Sardinas still has supreme talent and plenty of time to reach the major leagues if he recovers. However, as one of the smaller players in the system (despite his 6-foot-1 frame), he will have to mature physically and add strength in order to avoid the injuries and play the 140-game grind that is a minor league schedule.
The switch-hitting prospect suffered the injury on July 19, and he could end up missing a chunk of 2012 as he continues to rehab from surgery.
Mason Tobin – The former Rule 5 selection was recently outrighted off the Rangers' 40-man roster, and the Angels declined their option to acquire him back for a $25,000 fee. Now full property of the Rangers, Tobin will likely spend at least part of the 2012 campaign rehabbing from his latest right elbow surgery.
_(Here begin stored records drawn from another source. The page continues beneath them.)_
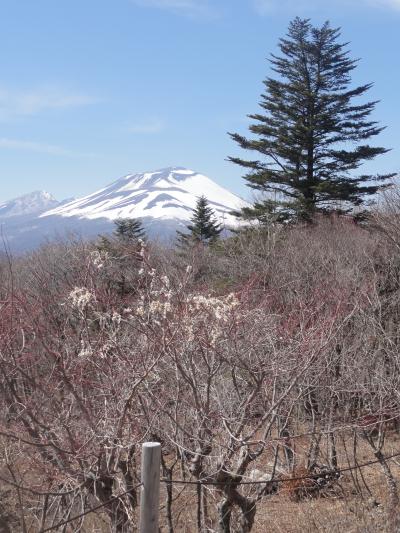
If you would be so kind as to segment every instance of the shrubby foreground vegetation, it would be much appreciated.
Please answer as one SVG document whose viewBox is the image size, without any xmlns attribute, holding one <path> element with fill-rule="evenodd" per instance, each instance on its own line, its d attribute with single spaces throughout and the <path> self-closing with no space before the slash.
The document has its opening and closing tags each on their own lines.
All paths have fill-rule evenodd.
<svg viewBox="0 0 400 533">
<path fill-rule="evenodd" d="M 140 444 L 157 440 L 164 477 L 220 483 L 164 487 L 162 531 L 396 531 L 385 457 L 399 450 L 400 201 L 388 195 L 363 226 L 321 217 L 184 251 L 109 238 L 5 256 L 3 530 L 104 504 L 58 530 L 135 531 Z"/>
</svg>

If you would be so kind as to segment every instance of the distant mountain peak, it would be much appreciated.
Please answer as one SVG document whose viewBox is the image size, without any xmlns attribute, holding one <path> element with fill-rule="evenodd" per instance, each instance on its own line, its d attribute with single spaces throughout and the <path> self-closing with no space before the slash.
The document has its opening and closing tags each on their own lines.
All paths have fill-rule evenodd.
<svg viewBox="0 0 400 533">
<path fill-rule="evenodd" d="M 33 191 L 0 204 L 0 218 L 40 214 L 59 205 L 47 191 Z"/>
<path fill-rule="evenodd" d="M 106 235 L 117 218 L 140 218 L 149 239 L 173 241 L 177 230 L 186 230 L 202 195 L 228 230 L 239 224 L 231 212 L 248 205 L 204 174 L 168 167 L 131 173 L 93 194 L 62 202 L 47 191 L 34 191 L 0 204 L 0 226 L 7 245 L 18 252 L 71 235 Z"/>
<path fill-rule="evenodd" d="M 185 167 L 128 174 L 93 194 L 59 205 L 41 217 L 149 218 L 185 224 L 201 195 L 207 198 L 216 218 L 224 225 L 237 225 L 231 212 L 246 203 L 204 174 Z"/>
</svg>

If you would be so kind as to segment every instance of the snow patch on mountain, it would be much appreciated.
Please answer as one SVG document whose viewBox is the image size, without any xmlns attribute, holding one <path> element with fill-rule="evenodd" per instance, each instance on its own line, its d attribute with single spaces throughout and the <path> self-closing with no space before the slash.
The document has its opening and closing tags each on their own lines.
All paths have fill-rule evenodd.
<svg viewBox="0 0 400 533">
<path fill-rule="evenodd" d="M 204 195 L 216 218 L 236 226 L 231 211 L 246 202 L 207 176 L 182 167 L 129 174 L 99 191 L 50 209 L 40 216 L 85 219 L 145 218 L 187 222 L 199 196 Z"/>
<path fill-rule="evenodd" d="M 46 191 L 34 191 L 0 204 L 0 218 L 38 215 L 60 205 Z"/>
</svg>

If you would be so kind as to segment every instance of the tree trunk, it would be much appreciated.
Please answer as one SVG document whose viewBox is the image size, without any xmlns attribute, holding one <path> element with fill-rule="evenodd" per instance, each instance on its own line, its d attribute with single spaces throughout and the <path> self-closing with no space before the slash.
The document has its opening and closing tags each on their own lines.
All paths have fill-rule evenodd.
<svg viewBox="0 0 400 533">
<path fill-rule="evenodd" d="M 384 455 L 380 450 L 375 452 L 375 457 L 378 459 L 383 473 L 386 478 L 386 483 L 389 489 L 389 509 L 388 509 L 388 518 L 389 518 L 389 531 L 390 533 L 397 533 L 400 527 L 400 516 L 399 516 L 399 491 L 397 489 L 396 480 L 393 477 L 393 474 L 387 464 Z"/>
<path fill-rule="evenodd" d="M 241 496 L 238 493 L 237 496 L 239 497 L 239 499 L 236 503 L 241 510 L 238 531 L 239 533 L 250 533 L 250 531 L 253 529 L 254 519 L 256 516 L 256 501 L 249 498 L 245 498 L 244 496 Z"/>
<path fill-rule="evenodd" d="M 231 533 L 232 501 L 224 498 L 218 504 L 218 533 Z"/>
</svg>

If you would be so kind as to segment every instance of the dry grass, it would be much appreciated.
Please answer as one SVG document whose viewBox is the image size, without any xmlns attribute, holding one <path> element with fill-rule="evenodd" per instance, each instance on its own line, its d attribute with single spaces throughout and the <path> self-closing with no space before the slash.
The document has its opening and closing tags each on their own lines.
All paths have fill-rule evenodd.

He made the major league bullpen out of spring training, flashing a low-to-mid 90s sinker and two usable secondary pitches in his slider and changeup.
While Tobin has always featured legitimate power stuff, his issue continues to be staying healthy. A series of right elbow injuries (and Tommy John surgeries) have limited him to 101.2 career innings in five professional seasons, including just eight frames in the last three seasons combined. Still only 24 years old, the former Angels prospect will look to work his way back to health next season through the minor leagues.
Brett Weibley – The Rangers' 19th-round pick in the 2010 MLB Draft, Weibley is a bit of an unknown because he had Tommy John surgery before his first full season. The Kent State product was mostly a third baseman in college before putting more of a focus on the mound in his sophomore and junior campaigns.
The 21-year-old righty has a good frame at 6-foot-3, 195-pounds, and his fastball touched 96 mph while playing in the Cape Cod League after his sophomore season. But the results have yet to follow, as he posted an 8.36 ERA with 30 strikeouts and 14 walks in 28 innings at short-season Spokane in '10––his only professional experience to date. Weibley should return to game action early in the '12 season.